As previously released, the proposal to ratify an amendment to the Company's restated certificate of incorporation to change its name to "John McAfee Global Technologies, Inc." was not approved at the shareholder meeting, even though the proposal garnered 99% of the votes cast. The specific reason in that the total number of votes did not reach the 50.1% of shares outstanding threshold as required by Delaware law. Furthermore, so-called "broker non-votes" were excluded from the tally. This is one of many obscure procedural and legal situations that many public companies encounter.

However, a name change by a Delaware Company does not require shareholder ratification. Given the overwhelming support by those shareholders that cast a vote for the meeting on this proposal, the Company's board of directors will proceed with such change. Further explanation was distributed in our September 14, 2016 press release (here).


Is John McAfee the CEO?

The shareholders voted to appoint John McAfee Chairman of the Board and to approve his employment contract as Chief Executive Officer. McAfee’s contract has a provision whereby he becomes CEO at the closing of D-Vasive deal.


Why did the NYSE MKT deny MGT’s share issuance?

The Exchange has not provided a specific, formal reason for this denial. The NYSE MKT reserves the right to unilaterally decide whether to approve the issuance of shares that will be listed on the New York Stock Exchange.


Several law firms have announced an alleged “investigation” into the SEC subpoena received by MGT. Should I be concerned?

MGT Capital advises all investors and shareholders to please Google the term, “ambulance chaser.” Again, MGT has merely received a standard subpoena, which is a very common occurrence. The actions taken by the SEC do not point at MGT and its officers as the focus of the investigation.


How will Clearskies be monetized and when will it launch?

Clearskies is powered by Demonsaw, which will always remain free, however Clearskies will be monetized through business licensing. As a revolutionary platform, Clearskies allows businesses to collaborate in real-time, synchronize and share files, audio and video chat, configure on-the-fly anonymous traffic routing networks similar to TOR, and secure applications that were previously vulnerable to hackers, such as clear-text email and web browsing.
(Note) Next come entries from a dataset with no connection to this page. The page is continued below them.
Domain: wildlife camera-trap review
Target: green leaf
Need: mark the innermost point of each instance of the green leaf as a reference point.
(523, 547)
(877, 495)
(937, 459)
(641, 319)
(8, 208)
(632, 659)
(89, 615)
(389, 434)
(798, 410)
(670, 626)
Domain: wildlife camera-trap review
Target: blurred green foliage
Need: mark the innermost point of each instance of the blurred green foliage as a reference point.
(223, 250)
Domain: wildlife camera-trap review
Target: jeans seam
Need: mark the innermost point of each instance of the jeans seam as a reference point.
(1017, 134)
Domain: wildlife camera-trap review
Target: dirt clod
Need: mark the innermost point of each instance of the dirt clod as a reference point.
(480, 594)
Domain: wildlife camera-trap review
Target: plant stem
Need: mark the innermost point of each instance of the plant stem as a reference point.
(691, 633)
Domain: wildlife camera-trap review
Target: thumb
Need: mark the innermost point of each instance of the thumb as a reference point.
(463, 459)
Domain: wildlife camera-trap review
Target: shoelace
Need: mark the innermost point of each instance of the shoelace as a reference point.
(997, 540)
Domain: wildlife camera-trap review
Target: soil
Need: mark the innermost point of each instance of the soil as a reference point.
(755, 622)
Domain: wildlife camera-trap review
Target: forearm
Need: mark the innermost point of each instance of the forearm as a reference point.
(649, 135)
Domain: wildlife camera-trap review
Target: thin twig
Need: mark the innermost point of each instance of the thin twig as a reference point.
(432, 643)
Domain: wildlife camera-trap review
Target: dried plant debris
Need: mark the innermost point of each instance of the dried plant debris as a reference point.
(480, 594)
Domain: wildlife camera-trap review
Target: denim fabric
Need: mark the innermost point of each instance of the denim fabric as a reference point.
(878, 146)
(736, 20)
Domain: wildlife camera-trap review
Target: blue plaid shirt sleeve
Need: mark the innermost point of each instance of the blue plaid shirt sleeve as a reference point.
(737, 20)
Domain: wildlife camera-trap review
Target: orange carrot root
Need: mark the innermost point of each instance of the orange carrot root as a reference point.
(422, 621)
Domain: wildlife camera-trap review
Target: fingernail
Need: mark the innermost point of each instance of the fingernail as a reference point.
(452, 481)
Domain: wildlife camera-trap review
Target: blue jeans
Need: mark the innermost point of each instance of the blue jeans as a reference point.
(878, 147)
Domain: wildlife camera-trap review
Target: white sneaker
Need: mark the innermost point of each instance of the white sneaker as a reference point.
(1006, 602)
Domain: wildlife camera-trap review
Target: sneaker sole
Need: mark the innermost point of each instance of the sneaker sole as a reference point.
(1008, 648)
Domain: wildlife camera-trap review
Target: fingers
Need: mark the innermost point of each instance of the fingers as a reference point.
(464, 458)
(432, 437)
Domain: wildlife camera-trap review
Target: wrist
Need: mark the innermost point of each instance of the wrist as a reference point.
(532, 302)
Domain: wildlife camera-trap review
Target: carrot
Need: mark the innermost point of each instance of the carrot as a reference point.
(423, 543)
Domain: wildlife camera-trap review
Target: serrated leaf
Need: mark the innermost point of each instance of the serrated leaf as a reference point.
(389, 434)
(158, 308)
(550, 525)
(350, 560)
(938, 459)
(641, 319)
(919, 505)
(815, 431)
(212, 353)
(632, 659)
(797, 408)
Clearskies also enables businesses and individuals to break free from the cyber security limitations of Cloud data storage, empowering them to take back control of their future.

This provides significant privacy and security currently non-existent in the marketplace.

Clearskies is our Enterprise solution currently under rapid development with a phase 1 launch date of Spring 2017. We have a very aggressive and fast release timeline planned. You will see many new versions be released within mere months of each other.